Currently, we’re not in an all-out trade war. The White House primarily wanted to send China a message regarding unfair business practices and intellectual property theft. They in turn retaliated with a measured response. So far, so good.
But if the situation gets ugly — and that’s a real possibility with Trump — Delta stock could end up hurting. Primarily, the airliner would potentially miss out on lucrative Chinese business travel dollars. In addition, further retaliatory tariffs hurt our own industries, which then negatively impact domestic demand.
Admittedly, this is a bit of speculation on my part. However, given our current administration’s lack of diplomatic tact, it’s not that much of a stretch.
Financials aren’t the greatest. Investors can appreciate Delta’s efforts in dramatically improving its customer service, as well as other core, satisfaction-related components. But at the end of the day, the fundamentals will determine where Delta stock goes. Unfortunately, this isn’t necessarily the company’s strong suit.
Over the last three years, top-line sales have barely moved over 1%. I don’t care what industry you’re in, that’s just unacceptably pedestrian. To be fair, United Continental Holdings Inc (NYSE:UAL) is experiencing negative growth in the same time frame. Then again, it knocked a passenger senseless, so it deserve its troubles.

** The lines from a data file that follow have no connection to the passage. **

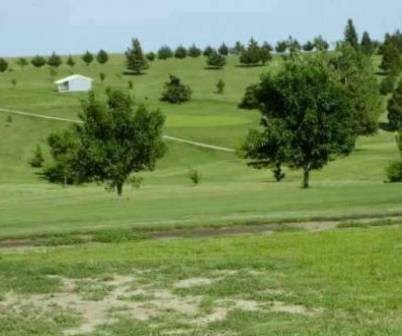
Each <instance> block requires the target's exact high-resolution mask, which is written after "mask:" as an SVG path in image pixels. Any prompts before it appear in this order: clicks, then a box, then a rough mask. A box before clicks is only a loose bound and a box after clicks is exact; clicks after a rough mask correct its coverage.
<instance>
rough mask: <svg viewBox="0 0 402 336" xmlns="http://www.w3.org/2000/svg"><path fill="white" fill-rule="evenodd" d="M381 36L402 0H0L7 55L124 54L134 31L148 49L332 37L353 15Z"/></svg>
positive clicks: (0, 39)
mask: <svg viewBox="0 0 402 336" xmlns="http://www.w3.org/2000/svg"><path fill="white" fill-rule="evenodd" d="M349 17H351V18H353V19H354V21H355V23H356V25H357V27H358V30H359V32H361V31H363V30H368V31H369V32H370V33H371V34H372V36H373V37H375V38H382V37H383V35H384V33H385V32H387V31H394V30H396V29H399V28H402V1H401V0H201V1H199V0H141V1H138V0H11V1H10V0H8V1H6V0H0V41H1V46H0V54H1V55H2V56H10V55H33V54H38V53H39V54H47V53H50V52H51V51H53V50H55V51H57V52H59V53H63V54H66V53H80V52H83V51H85V50H86V49H89V50H93V51H97V50H98V49H99V48H105V49H107V50H108V51H114V52H121V51H124V50H125V49H126V47H127V46H128V44H129V41H130V39H131V37H138V38H140V40H141V41H142V43H143V46H144V48H145V49H146V50H155V49H157V48H158V47H159V46H161V45H163V44H168V45H170V46H172V47H175V46H177V45H178V44H181V43H183V44H184V45H190V44H191V43H193V42H196V43H197V44H198V45H200V46H205V45H207V44H211V45H214V46H217V45H219V44H220V43H222V41H226V42H227V43H228V44H233V43H234V41H236V40H241V41H244V42H245V41H247V40H248V39H249V38H250V36H254V37H255V38H256V39H258V40H260V41H263V40H267V41H269V42H271V43H275V42H276V41H277V40H279V39H284V38H286V37H287V36H288V35H292V36H294V37H296V38H298V39H299V40H301V41H304V40H306V39H308V38H311V37H313V36H315V35H317V34H322V35H323V36H324V37H325V38H326V39H328V40H329V41H331V42H333V41H336V40H337V39H339V38H340V37H341V36H342V33H343V29H344V26H345V23H346V20H347V19H348V18H349Z"/></svg>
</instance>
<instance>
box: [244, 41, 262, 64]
mask: <svg viewBox="0 0 402 336" xmlns="http://www.w3.org/2000/svg"><path fill="white" fill-rule="evenodd" d="M260 62H261V49H260V47H259V46H258V43H257V41H256V40H254V39H253V38H252V39H251V40H250V42H249V44H248V46H247V49H246V50H245V51H243V52H242V53H241V55H240V63H241V64H244V65H247V66H250V65H257V64H258V63H260Z"/></svg>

But the net income situation isn’t at all favorable for either company. For DAL specifically, net income dropped from $4.5 billion in 2015 to $3.6 billion last year. Moreover, operating expenses just keep rising, which means the situation may not improve unless something drastic is done.
Delta stock is boring. My InvestorPlace colleague Lawrence Meyers recently stated, “Airlines are too unpredictable in general for a long-term investment.” But for Delta stock, I have to disagree. It is predictable, as in predictably boring.
Prior to 2015, airliners were the place to park your money. The industry experienced a revival following the doldrums of the Great Recession. But since 2015, Delta stock is a real snoozer. I’m sorry, but just look at the facts.
On January 2, 2015, Delta stock opened the year at $47.37. Compared to the time of writing price, shares have gained a little more than 13%. You could have put your money instead in the ultra-boring SPDR S&P 500 ETF Trust (NYSEARCA:SPY) and received 35%. By the way, that’s including the sharp losses the SPY has suffered this year.
Bottom Line on Delta Stock
Ultimately, this is a tough call. Delta stock enjoys several tailwinds that may continue to attract investor dollars. The underlining company has also invested heavily in customer satisfaction, which is the most important thing a business can do.
At the same time, the risk is that these bullish factors have already been priced into Delta stock. Moreover, they’re dependent on highly variable situations. If our foreign policy trips up, that’s a problem for the entire travel industry.
Finally, you have to consider the broader market weakness. We’ve enjoyed a ridiculously long rally, and we’re long overdue for a significant correction. Given that airliners aren’t the most reliable investments, I’m going to sit out Delta stock for now.
As of this writing, Josh Enomoto did not hold a position in any of the aforementioned securities.